1. Parece que esto es lo que ha pasado, según Álvaro García Meseguer, con el 'trazabilidad' correspondiente al 'traceability'. Una vez más, hemos llegado demasiado tarde, y por mucho que nos afanemos en traducir 'rastreabilidad' hay pocas probabilidades de que llegue a imponerse al calco ya lexicalizado entre los científicos.
2. Disiento, sin embargo, de su afirmación de que 'eran otros tiempos' para justificar el llamar a cosas distintas con una misma palabra. Creo que así se empobrece el idioma, en este caso innecesariamente, y que llega un momento en que de todas formas hay que recurrir al término específico.

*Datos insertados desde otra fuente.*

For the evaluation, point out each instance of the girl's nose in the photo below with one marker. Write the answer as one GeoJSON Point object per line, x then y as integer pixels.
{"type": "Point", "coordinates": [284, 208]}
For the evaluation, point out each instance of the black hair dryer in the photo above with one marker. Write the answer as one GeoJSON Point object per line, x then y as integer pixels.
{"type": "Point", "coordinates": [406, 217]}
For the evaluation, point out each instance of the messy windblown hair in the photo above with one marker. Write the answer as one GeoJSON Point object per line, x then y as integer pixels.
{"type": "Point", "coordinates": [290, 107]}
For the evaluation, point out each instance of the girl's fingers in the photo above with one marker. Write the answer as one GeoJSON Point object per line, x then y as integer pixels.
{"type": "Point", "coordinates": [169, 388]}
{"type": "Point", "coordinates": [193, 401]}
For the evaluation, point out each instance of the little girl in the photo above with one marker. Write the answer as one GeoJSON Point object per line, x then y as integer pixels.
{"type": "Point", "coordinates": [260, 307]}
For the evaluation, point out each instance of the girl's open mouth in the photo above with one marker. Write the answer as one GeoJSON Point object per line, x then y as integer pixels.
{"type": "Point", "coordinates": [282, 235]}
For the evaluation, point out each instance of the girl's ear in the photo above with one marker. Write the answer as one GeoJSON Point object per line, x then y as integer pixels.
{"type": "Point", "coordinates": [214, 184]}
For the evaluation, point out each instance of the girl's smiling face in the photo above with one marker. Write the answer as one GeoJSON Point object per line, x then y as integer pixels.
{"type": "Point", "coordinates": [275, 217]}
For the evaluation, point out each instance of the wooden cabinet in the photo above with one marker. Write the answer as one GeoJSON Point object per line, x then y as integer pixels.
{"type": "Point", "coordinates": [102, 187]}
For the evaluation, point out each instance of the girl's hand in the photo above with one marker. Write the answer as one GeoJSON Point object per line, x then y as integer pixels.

3. Aquí se da una abreviación, pero ha de reconocerse que la versión completa sigue siendo bastante habitual y que la variante 'telefonear' no se usa, al menos en el español de España (y menos aun 'fonear', que sería el equivalente exacto del inglés). De éste y de otros ejemplos como 'seatbelt' parece deducirse como mecanismo frecuente de abreviación en español la elisión del determinante, lo que redundaría en la posibilidad antes mencionada de adoptar como forma definitiva para 'e-mail' el simple 'correo', prescindiendo de 'electrónico'.
4. Existe también 'mecanografiar', pero que levante la mano quien lo use habitualmente.
5. En este punto, y en todos los demás que expone, coincido plenamente con Fernando Navarro.